Brazil's WTO Case Against the U.S. Cotton Program [October 4, 2011]   [open pdf - 500KB]

"The so-called 'Brazil cotton case' is a long-running World Trade Organization (WTO) dispute settlement case (DS267) initiated by Brazil--a major cotton export competitor--in 2002 against specific provisions of the U.S. cotton program. In September 2004, a WTO dispute settlement panel found that certain U.S. agricultural support payments and guarantees--including (1) payments to cotton producers under the marketing loan and counter-cyclical programs, and (2) export credit guarantees under the GSM-102 program--were inconsistent with WTO commitments. In 2005, the United States made several changes to both its cotton and GSM-102 programs in an attempt to bring them into compliance with WTO recommendations. […] As a result, Brazil has suspended trade retaliation pending U.S. compliance with the framework agreement measures.
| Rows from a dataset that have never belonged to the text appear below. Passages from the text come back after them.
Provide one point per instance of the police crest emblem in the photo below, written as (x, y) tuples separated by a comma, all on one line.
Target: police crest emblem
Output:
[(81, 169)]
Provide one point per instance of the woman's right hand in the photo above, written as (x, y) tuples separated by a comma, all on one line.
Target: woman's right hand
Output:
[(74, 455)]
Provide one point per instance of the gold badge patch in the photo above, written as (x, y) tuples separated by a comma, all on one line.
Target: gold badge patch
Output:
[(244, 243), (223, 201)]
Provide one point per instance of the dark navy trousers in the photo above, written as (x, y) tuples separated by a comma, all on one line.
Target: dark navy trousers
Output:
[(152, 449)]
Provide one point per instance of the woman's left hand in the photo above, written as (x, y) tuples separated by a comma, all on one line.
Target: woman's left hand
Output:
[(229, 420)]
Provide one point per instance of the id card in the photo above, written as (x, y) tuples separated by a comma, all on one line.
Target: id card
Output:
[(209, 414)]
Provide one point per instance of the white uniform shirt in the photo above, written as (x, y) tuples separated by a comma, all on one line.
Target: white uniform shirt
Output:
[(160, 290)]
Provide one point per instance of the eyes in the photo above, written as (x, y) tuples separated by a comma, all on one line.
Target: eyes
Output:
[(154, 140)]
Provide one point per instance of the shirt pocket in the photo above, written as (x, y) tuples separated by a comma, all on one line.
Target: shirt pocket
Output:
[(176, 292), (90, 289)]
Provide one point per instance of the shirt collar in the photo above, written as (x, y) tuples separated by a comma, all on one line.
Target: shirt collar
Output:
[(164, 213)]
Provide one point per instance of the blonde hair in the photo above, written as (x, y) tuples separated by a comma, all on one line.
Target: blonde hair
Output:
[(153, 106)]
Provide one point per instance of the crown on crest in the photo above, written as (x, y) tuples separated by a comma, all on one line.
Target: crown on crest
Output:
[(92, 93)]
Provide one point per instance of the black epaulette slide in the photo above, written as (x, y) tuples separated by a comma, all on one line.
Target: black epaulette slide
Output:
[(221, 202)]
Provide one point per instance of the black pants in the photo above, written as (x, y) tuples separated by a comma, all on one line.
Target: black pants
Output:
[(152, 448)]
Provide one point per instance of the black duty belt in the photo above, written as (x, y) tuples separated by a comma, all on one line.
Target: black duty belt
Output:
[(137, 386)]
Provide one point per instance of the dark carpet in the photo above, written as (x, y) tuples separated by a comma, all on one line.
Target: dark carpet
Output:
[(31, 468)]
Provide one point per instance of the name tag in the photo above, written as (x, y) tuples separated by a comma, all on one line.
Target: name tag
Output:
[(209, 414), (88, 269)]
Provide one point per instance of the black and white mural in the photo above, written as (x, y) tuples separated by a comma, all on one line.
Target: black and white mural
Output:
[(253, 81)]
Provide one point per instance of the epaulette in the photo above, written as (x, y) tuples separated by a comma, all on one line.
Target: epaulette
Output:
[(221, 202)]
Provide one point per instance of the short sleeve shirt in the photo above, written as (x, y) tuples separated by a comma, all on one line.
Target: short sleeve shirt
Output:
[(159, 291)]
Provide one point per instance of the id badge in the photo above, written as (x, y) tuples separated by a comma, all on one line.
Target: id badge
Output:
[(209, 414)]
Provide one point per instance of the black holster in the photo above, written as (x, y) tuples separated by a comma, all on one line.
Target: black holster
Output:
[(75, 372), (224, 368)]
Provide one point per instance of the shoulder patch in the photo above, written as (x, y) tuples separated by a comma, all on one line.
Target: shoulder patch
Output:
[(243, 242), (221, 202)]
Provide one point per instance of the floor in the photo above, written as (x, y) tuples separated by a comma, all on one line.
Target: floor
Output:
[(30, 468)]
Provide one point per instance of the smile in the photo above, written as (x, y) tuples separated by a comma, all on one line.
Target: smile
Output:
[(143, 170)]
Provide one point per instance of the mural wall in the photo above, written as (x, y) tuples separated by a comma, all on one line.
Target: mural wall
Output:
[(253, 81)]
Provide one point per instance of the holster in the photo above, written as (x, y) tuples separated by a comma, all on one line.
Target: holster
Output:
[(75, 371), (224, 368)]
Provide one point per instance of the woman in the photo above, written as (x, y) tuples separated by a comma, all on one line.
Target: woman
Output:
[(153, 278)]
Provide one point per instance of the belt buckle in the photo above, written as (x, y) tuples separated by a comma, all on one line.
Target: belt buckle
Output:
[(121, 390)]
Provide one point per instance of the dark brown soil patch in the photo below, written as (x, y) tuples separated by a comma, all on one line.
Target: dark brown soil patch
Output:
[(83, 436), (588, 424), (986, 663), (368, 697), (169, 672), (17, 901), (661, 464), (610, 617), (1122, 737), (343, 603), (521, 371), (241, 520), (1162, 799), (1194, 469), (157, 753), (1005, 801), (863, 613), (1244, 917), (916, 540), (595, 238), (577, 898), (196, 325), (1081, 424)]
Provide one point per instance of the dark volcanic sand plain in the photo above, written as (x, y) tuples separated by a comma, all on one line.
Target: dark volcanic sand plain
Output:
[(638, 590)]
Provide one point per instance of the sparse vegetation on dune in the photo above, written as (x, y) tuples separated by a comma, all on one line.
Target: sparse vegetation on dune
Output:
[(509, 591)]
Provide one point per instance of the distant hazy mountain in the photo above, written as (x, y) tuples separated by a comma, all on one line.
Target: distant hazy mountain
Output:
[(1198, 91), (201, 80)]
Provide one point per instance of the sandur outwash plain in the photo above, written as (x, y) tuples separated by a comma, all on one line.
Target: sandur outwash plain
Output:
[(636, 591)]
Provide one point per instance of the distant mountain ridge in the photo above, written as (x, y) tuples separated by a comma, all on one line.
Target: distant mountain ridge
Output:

Key aspects of the framework agreement include (1) payment by the United States of a $147.3 million annual fund to a newly created 'Brazilian Cotton Institute' to provide technical assistance and capacitybuilding for Brazil's cotton sector, (2) quarterly discussions on potential limits of trade-distorting U.S. cotton subsidies (recognizing that actual changes will not occur prior to the 2012 farm bill), and (3) near-term modifications to the operation of the GSM-102 program coupled with a semiannual review of whether U.S. GSM-102 program implementation satisfies certain performance benchmarks. A further U.S. commitment, made under the April MOU [memorandum of understanding], includes modification of the animal disease status of the Brazilian state of Santa Catarina to allow products such as pork and live swine exports into the United States. These U.S. commitments are intended to delay any trade retaliation until after the 2012 farm bill, when potential changes to U.S. domestic cotton subsidies will be evaluated."